Menurut Menkeu, salah satu yang menjadi pokok perhatian adalah normalisasi kebijakan moneter bank sentral Amerika Serikat, yakni The Federal Reserve. Diungkapkan oleh dia jika sinyal The Fed untuk menaikan suku bunga (fed fund rate/FFR) sangat jelas di tahun ini. Terlebih, level FFR sudah cukup lama berada pada posisi landai yang kemudian didorong oleh faktor inflasi yang tinggi.

“Seluruh negara-negara, terutama negara maju dengan level dan kecepatan pemulihan ekonomi mereka dan ditambah inflasi, akan melakukan normalisasi strategi secara lebih cepat. Maka dari itu bisa menimbulkan dampak spillover,” tuturnya.

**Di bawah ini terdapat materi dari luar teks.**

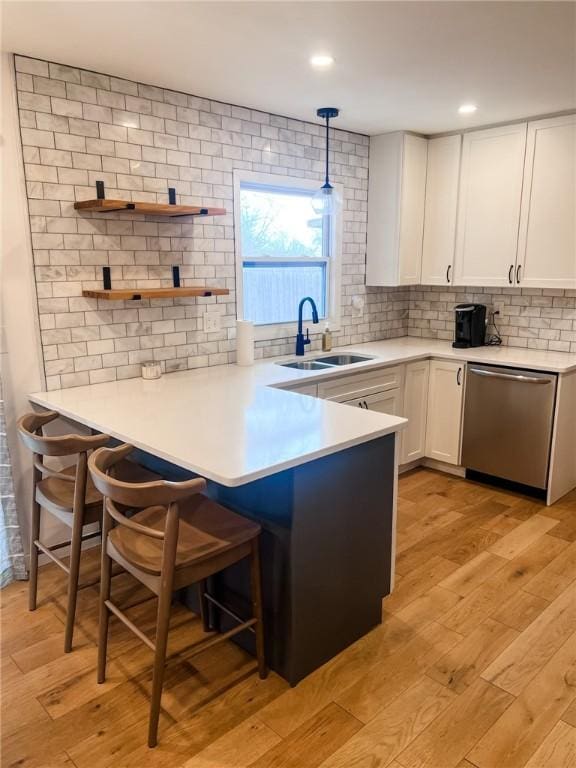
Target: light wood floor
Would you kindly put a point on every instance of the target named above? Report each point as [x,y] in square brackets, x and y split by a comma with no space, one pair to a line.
[473,665]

Menkeu menambahkan, pemerintah terus mendesain agar realisasi pembiayaan tahun ini dapat dieksekusi secara hati-hati, seimbang dengan instrumen utang lain, serta sesuai amanat Undang-Undang APBN.

“Untuk adanya exit strategi, termasuk The Fed yang berencana menaikan fed fund rate tentu menimbulkan dampak. Jadi kita harus melihat timing dan juga bagaimana kesempatan kita untuk menerbitkan SUN di level global, termasuk mempertimbangkan faktor dalam negeri juga,” sambung dia.

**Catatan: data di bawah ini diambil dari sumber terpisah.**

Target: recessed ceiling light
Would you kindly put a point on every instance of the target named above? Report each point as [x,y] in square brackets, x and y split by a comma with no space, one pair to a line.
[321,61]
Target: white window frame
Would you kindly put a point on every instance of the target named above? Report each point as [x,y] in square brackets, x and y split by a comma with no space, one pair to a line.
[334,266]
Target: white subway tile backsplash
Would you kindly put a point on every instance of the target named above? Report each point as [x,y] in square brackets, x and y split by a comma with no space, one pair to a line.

Menkeu memastikan bahwa penerbitan utang tidak hanya mengacu pada satu valuta asing tertentu, tetapi juga mencakup euro maupun yen Jepang.

“Kita kalibrasi mengenai optimalisasi dari komposisi dari utang dalam mata uang asing versus domestic issuant. Disini perkembangan kondisi market akan menentukan timing-nya maupun size-nya yang tepat,” tegas dia.

Sebagai informasi, porsi kepemilikan surat utang oleh asing terus mengalami penurunan. Hal ini cukup baik untuk stabilitas perekonomian nasional karena dapat meredam pengaruh negatif saat terjadi capital outflow.

Dalam laporan APBN Kita edisi Januari 2022 diketahui bahwa total utang utang pemerintah hingga akhir Desember 2021 tercatat sebesar Rp6.908,87 triliun atau 41 persen dari PDB.

Dari jumlah tersebut, Rp6.090,31 triliun diantaranya dalam bentuk SUN. Adapun, porsi SUN valas sebesar Rp1.267,44 triliun, atau jauh lebih sedikit dari SUN domestik yang sebesar Rp4.822,87 triliun.

“Penerbitan (SUN) valas ini dengan melihat window of opportunity yang paling tepat, dan diharapkan memberikan dampak pada stabilitas kita dengan biaya serta risiko yang dapat dikelola secara baik,” tutup Menkeu Sri Mulyani.